Revolutionary (When It Works)
It seems that barely a day goes by when we don’t get a breathless press release from an automaker, supplier, technology company, or Silicon Valley startup about the amazing progress that they are making on self-driving technology. You can already go out today and purchase vehicles from a number of brands that promise at least partial autonomous capability, and full autonomy is being targeted by the end of this decade. While Tesla Autopilot, Volvo Pilot Assist, and other similar systems seem truly magical when they work as advertised, there are far more scenarios where these systems do not function at all.

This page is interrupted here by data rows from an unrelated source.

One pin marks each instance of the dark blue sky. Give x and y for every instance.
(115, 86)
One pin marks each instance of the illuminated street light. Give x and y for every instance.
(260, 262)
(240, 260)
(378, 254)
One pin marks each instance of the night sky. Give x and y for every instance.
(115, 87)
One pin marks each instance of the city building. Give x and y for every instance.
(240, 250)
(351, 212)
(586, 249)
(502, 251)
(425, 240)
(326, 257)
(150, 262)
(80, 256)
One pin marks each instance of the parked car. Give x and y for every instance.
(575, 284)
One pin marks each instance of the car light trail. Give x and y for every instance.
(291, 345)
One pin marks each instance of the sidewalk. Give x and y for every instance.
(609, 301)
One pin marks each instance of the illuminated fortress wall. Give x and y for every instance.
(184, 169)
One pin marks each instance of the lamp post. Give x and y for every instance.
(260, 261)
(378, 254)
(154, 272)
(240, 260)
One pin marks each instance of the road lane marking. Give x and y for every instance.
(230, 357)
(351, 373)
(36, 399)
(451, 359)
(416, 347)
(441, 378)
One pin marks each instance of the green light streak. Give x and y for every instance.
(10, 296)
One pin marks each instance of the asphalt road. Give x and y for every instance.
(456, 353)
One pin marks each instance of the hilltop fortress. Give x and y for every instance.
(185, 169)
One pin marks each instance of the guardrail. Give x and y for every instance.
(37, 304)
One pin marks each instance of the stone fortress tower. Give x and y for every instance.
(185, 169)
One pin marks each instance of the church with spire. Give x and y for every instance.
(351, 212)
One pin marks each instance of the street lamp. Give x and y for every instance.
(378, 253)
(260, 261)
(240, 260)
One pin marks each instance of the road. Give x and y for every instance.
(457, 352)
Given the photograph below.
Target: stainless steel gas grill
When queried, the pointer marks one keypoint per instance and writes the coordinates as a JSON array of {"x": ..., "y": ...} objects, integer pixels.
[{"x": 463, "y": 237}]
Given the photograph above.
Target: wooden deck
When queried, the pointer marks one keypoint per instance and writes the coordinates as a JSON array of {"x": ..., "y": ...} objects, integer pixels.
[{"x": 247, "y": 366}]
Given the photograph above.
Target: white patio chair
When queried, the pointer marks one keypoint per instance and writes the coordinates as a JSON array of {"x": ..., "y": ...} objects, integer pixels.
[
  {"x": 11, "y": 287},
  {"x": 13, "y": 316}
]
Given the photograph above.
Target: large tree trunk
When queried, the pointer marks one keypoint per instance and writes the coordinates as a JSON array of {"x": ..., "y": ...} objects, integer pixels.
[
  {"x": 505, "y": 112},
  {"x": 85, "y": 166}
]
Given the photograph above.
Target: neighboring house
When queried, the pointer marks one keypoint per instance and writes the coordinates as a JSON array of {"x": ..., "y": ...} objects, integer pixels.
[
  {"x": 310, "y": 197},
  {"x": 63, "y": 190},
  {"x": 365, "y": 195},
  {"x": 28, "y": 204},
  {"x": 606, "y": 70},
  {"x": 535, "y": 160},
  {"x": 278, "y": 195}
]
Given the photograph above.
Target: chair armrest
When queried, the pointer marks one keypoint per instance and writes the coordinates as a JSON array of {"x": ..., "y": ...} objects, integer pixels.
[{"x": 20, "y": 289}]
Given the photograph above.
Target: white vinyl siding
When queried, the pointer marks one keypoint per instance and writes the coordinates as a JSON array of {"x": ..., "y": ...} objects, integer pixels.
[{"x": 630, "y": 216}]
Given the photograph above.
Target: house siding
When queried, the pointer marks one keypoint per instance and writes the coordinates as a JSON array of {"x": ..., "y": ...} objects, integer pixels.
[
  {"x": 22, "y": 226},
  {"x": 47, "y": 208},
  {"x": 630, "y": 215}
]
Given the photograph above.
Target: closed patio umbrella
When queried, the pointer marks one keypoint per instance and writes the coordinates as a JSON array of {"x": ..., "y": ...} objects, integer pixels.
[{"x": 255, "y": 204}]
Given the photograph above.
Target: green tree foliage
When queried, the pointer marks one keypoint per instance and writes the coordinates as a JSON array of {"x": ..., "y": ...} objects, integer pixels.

Unfortunately, we have not seen Tesla CEO Elon Musk stand on a stage and tell people not to use Autopilot in the city, on curving rural roads, or in the snow. GM CEO Mary Barra stood on the stage at the 2014 ITS World Congress in Detroit and promised a Cadillac with hands-off Super Cruise capability in 2016. I’ve experienced prototype systems from Toyota and Honda and driven production systems from Tesla and Volvo, and when they work, they are incredibly impressive.
I am an engineer by training and technology analyst by trade, and I have a much greater understanding than the average consumer about how these systems work. As a result, I can never truly relax with these systems because I’m always on the lookout for the failure mode, and they are numerous. Unless very explicitly told, the average consumer will be so excited by the prospect of turning over control to a computer that they will not pay any attention to the warnings that Autopilot is very much in beta before enabling it. Volvo doesn’t even give that warning before allowing Pilot Assist to be engaged.
Tesla is fortunate that many of its existing customers are early adopters that expect technology to be imperfect, although most of them probably don’t expect to be at risk of injury when it fails. When the Model 3 arrives and mainstream consumers try Autopilot and find its limitations, they aren’t likely to be as forgiving, and the same is true for every other automaker offering autonomous features. Navigant Research’s Autonomous Vehicles report projects more than 4 million autonomous-capable vehicles to be sold by 2025. Those customers need to know what the systems can do—and, more importantly, what they cannot.
We don’t yet know all the details of what happened in the tragic crash in Florida. Similar accidents where one vehicle crosses a highway divider happen all the time, and fatalities occur when humans are in control. What we do know is that we are far from a time when we can just sit back and relax and let the computer do the driving. Every company involved in this space needs to be far more upfront with consumers about this technology can do or risk poisoning the market.